Réintégration : ce que garantit la loi

A l'issue du congé sans solde, l'employeur a l'obligation de vous proposer votre poste précédent ou un poste équivalent. Cette garantie de réintégration est un filet de sécurité non négligeable. Elle s'applique quelle que soit la durée du congé, dès lors que celui-ci a été accordé par écrit.

Exemple

Sonia, chargée de marketing dans une entreprise de services, prend un congé sans solde de quatre mois pour un projet associatif à l'étranger. A son retour, son employeur lui propose un poste de niveau équivalent dans un autre service. Elle l'accepte, son ancienneté étant préservée sur les périodes travaillées.

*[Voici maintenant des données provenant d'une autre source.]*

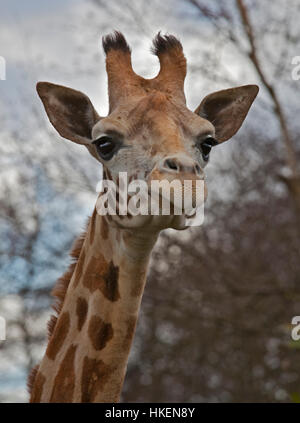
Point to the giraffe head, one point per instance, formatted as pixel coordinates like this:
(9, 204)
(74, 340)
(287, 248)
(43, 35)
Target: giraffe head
(149, 131)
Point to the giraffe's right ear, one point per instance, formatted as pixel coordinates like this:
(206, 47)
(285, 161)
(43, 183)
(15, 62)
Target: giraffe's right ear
(70, 112)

Ancienneté et retraite : les impacts à anticiper

Le congé sans solde a des effets concrets sur deux points. D'abord, la durée du congé n'entre pas dans le calcul de l'ancienneté : les droits liés à l'ancienneté (primes, congés supplémentaires) ne progressent pas pendant cette période.

Ensuite, aucune cotisation retraite n'est versée pendant le congé, sauf si vous exercez une activité rémunérée en parallèle. Sur une courte durée, l'impact reste limité. Sur plusieurs mois, il peut être judicieux de se renseigner auprès de votre caisse de retraite sur les options de rachat de trimestres.